Gugatan memang tidak berujung sukses bagi keluarga Burnt. Namun perkara kematian Vanessa turut menyiram bensin bagi kontroversi panas tentang Lariam. Ini kontroversi yang akhirnya memaksa Food and Drug Administration (FDA), badan pengawas obat dan makanan Amerika Serikat, pada 9 Juli 2003, merilis panduan peringatan ketat penggunaan Lariam. Langkah yang agresif ini tergolong langka.

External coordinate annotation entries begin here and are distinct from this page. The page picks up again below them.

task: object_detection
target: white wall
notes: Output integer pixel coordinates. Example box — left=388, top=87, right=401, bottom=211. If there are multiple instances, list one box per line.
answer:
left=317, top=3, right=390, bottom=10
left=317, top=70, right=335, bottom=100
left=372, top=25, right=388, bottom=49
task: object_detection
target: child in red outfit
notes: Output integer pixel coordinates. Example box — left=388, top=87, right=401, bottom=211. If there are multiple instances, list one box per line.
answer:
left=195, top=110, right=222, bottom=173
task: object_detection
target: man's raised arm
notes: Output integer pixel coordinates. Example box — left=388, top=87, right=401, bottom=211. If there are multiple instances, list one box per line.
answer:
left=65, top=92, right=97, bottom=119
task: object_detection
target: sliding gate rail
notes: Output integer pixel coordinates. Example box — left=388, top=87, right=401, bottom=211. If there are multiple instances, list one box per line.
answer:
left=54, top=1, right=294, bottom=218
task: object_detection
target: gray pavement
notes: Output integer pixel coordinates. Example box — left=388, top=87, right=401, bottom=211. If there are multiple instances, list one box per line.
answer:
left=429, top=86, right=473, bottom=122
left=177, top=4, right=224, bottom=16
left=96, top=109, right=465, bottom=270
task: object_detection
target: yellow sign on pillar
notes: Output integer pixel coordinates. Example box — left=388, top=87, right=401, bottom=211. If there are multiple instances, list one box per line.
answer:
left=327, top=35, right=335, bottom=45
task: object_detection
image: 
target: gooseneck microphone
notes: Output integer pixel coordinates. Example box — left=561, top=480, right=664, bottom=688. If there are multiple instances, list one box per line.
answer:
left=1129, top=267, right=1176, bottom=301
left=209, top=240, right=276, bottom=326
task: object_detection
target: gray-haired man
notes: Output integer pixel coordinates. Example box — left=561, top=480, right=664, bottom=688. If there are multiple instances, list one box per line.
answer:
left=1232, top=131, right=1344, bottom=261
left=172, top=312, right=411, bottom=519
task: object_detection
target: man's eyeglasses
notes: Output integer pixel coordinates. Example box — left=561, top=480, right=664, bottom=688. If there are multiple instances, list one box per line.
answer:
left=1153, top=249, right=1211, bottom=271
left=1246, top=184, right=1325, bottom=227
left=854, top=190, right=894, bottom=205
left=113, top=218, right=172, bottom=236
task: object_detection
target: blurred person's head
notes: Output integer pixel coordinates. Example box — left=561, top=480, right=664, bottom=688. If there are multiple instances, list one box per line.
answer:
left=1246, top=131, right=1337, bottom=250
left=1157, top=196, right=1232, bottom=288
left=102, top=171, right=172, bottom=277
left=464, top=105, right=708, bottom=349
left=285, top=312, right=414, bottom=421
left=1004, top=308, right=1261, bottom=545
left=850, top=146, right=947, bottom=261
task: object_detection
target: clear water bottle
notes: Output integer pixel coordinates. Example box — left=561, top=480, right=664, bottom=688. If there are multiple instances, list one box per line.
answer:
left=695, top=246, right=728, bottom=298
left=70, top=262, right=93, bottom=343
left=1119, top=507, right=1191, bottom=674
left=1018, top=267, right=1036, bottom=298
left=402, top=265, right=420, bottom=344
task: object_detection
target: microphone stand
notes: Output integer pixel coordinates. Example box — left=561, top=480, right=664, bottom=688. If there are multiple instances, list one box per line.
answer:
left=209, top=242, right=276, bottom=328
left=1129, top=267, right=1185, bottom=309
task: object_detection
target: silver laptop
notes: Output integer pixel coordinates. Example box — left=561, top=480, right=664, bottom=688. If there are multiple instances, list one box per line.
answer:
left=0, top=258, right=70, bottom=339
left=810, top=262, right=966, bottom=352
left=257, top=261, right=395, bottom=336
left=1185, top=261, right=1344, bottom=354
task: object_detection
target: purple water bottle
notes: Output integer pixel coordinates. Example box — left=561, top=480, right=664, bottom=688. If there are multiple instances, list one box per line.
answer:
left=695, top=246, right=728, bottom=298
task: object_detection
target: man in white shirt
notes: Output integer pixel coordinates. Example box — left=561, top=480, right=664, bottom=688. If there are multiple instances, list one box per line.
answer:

Maklum, sepanjang sejarah FDA, hanya 17 merek dari ratusan ribu merek obat yang harus disertai panduan ketat.
Inilah inti amanat FDA: dokter wajib menjelaskan secara langsung dan komplet risiko Lariam kepada pasien. Fakta bahwa Lariam berisiko menyebabkan gangguan jiwa yang serius tak boleh disembunyikan—gangguan jiwa yang bukan mustahil terus bertahan bahkan jauh sesudah konsumsi Lariam distop. Obat ini pun tak boleh diresepkan pada pasien yang punya riwayat diri atau keluarga mengidap depresi berat, skizofrenia, dan gangguan kejiwaan yang berat lainnya.
Lariam, dengan senyawa aktif meflokuin, adalah pisau bermata ganda. Di satu sisi, dia diyakini sebagai penangkal jitu malaria, penyakit yang menghinggapi puluhan juta warga dunia. Di Indonesia, misalnya, setiap tahun muncul 15 juta penderita malaria—30 ribu di antaranya meninggal per tahun.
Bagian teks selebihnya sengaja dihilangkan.